Aunque los insectos no se
quejen, ni chillen, hay que ser cuidadosos para no caer en otra falacia: creer
que solo existe dolor cuando este se manifiesta externamente de alguna manera.
En los anales de la medicina hay registradas varias historia de verdadero horror
que ocurrieron en la década de 1940 cuando el curare fue confundido con un
anestésico debido a su efecto paralizante. Varios niños fueron operados bajo la
acción del alcaloide, completamente paralizados, y sin que pudieran expresar en
lo más mínimo los pavorosos dolores de una vivisección.
Algo similar podría
ocurrir con el toro durante la corrida. A diferencia de otros animales para los
cuales la comunicación del dolor representa una ventaja adaptativa, el toro,
como muchos otros herbívoros, apenas emite un bramido sordo cuando se lo
maltrata. Si el toro pudiese chillar como lo hace un cerdo apuñalado, es muy
probable que el sanguinario espectáculo de las corridas hubiera resultado
insoportable para la mayoría, y ya habría desaparecido.
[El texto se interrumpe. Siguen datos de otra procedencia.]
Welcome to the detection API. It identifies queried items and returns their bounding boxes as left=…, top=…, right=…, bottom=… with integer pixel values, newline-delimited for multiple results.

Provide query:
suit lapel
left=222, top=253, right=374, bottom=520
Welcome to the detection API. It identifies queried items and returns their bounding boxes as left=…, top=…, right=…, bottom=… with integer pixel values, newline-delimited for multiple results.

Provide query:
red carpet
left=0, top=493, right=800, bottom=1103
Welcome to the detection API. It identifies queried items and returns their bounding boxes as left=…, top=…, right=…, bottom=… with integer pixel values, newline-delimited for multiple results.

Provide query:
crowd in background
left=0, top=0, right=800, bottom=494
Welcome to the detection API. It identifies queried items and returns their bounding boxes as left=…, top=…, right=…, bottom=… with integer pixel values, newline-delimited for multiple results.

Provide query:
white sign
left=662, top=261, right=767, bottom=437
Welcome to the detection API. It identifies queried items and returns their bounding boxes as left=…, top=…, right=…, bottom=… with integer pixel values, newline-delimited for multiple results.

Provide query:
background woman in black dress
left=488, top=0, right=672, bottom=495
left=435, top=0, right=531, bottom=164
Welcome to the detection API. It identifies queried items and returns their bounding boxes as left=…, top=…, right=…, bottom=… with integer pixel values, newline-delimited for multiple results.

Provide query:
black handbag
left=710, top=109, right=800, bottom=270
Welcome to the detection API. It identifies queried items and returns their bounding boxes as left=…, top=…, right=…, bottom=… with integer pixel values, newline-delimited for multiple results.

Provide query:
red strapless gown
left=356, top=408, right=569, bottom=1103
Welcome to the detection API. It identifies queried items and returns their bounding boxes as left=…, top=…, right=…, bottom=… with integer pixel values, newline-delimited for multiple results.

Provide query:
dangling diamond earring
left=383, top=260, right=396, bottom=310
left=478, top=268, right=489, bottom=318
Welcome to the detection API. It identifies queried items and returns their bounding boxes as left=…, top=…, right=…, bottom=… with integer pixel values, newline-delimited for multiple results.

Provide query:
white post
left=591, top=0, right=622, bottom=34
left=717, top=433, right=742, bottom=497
Pero el suplicio del
toro es mudo, y por tanto engañoso, lo cual ha llevado a que su reacción ante
el tormento se confunda con bravura.
A pesar de las
dificultades epistemológicas que plantea el problema del dolor, es razonable
suponer que los animales superiores también lo experimentan, y que en
consecuencia, someterlos a cualquier forma de maltrato es moralmente
injustificable. Las razones que algunos intelectuales como Fernando Savater han
alegado en defensa del salvaje espectáculo de las corridas reflejan una visión
antropocéntrica y anacrónica del mundo vivo la cual desconoce por completo la
continuidad evolutiva de las especies animales. Esta posición, además de
inmoral, revela una crasa ignorancia científica al suponer que el sufrimiento,
la infelicidad o el dolor son emociones exclusivas de nuestra especie.